Peter Schreyer introduces Kia's new SportageMon, 26 Jul 2010
It's a sign of just how significant the new Sportage is for Kia that rather than flying UK journalists to an international launch location the company instead rented a boutique hotel in London's Notting Hill, created a sketch gallery in the basement and flew in key members of the car's development team to meet the press — who were then lent some the first new Sportage's in the UK to test for a month.
One executive present at the event was Kia's Senior Executive Vice President and Chief Design Officer, Peter Schreyer. Car Design News was invited to meet with Peter to talk about his role at Kia and for him to talk us through a vehicle Kia is billing as the first to be designed entirely under his tenure.

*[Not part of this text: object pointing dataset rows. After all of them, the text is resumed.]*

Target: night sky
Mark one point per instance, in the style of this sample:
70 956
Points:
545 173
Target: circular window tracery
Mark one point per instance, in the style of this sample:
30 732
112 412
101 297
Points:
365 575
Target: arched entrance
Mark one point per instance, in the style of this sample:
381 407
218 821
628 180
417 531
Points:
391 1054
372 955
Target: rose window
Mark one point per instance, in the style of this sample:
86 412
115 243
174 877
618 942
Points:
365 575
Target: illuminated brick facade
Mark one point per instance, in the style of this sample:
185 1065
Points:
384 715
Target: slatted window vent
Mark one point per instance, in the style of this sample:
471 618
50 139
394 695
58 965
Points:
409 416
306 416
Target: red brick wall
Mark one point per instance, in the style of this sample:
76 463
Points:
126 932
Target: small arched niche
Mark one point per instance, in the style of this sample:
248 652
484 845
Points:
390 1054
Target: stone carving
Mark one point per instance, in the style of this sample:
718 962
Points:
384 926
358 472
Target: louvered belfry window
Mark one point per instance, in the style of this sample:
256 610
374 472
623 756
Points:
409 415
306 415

When did the program begin?
"The program began just three years ago. We started with different proposals from the California and Frankfurt studios. Initially, we were tempted to do a kind of more rugged, off-road type of car but fairly quickly we decided to go in the direction of a more sleek, urban crossover — even though I don't like that word much."
During the time of the car's development, attitudes to the SUV shifted a lot — did this influence the direction you took?

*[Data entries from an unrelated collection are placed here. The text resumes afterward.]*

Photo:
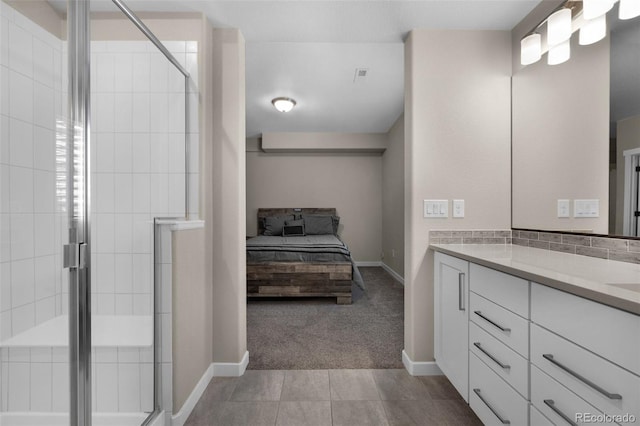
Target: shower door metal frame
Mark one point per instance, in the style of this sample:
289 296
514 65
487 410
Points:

"Yes, I think so. We did a lot of workshops at the beginning talking about what direction we should go in. And you can see from some of the sketches, there is a more chunky, off-road scheme — which was nice too, but you cannot do two cars!" "We showed the Kue Concept at Detroit in 2007, which was never originally considered to be the Sportage. But we looked at it and made a model that was kind of a resemblance of the Kue, and it's that theme which made it to production. In the end, I think you can tell a lot of the character of Kue has carried through into the Sportage."
This is a world car and you have design teams in the USA, Germany and Korea — were different studios responsible for the interior and exterior?

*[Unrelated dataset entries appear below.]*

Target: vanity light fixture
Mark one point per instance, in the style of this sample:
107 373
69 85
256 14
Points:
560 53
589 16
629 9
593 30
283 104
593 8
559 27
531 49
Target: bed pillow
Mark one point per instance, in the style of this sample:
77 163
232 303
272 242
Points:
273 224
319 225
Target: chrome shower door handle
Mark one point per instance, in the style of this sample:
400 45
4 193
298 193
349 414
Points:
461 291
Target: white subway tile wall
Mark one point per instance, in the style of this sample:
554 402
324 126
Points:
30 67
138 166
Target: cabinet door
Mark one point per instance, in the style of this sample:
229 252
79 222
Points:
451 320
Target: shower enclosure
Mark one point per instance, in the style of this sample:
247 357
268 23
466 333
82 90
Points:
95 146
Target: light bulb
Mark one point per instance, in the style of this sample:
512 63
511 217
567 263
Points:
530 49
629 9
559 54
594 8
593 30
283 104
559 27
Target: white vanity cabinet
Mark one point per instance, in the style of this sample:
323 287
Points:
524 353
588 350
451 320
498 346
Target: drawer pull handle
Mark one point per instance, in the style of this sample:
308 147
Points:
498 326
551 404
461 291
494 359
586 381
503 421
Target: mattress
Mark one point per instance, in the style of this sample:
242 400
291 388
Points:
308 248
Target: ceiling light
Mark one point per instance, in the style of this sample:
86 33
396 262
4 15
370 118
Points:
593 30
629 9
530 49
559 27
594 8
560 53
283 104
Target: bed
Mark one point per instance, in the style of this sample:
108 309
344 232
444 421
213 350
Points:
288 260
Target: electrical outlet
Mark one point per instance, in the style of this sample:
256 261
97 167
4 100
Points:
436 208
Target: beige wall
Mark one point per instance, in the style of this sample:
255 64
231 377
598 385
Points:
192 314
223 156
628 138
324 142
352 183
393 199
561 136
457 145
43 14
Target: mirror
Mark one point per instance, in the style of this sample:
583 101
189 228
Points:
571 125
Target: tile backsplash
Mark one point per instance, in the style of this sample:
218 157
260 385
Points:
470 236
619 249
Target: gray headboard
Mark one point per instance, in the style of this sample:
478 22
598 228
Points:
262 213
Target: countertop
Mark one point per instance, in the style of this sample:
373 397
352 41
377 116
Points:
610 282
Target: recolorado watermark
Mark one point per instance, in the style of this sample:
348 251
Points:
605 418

"We always work as a team, and the upper management from each studio meet every month in Korea. But with this car, the exterior theme originates from the California studio, while the interior started in Frankfurt."
What aspect of the design are you most pleased about — that this car has a flavor of the Kue...?
"In a way, yes. I think also when you see it on the street outside; it's the proportion of the sheet metal to the glass. The car looks sporty, kind of compact and has a good stance — but you still get a lot of space inside." "Another thing that's a nice detail is the line on the top of the windshield [the top edge of the screen isn't a straight line, having higher, rounded edges], which you can see on both the Sportage and the Magentis — it's not straight, which I think is unique. I was really surprised we were able to do this, because I asked for it and without moaning the engineers did it!"
On the show stand at Geneva, the thing that really struck me about this car was the quality of the interior
"We tried to get away from this stereotype T-shape interior that everybody is doing, to make it feel a little bit more sporty with a wide, high centre console. We have this central inlay element, which can be done in different colors and materials. It also means you don't feel like you're sitting in front of a vast expanse of plastic, the IP has sculpture and architecture." "After a long struggle, we also managed to get the dashboard made from soft material. We took a lot of care to develop these things."
In comparison to the previous generation vehicle, the level of quality and attention to detail apparent in the new Sportage is in an entirely different sphere. The company is clearly using design as a differentiator and a means to change customer perception about its image, something that we can only applaud and will continue to follow with some interest.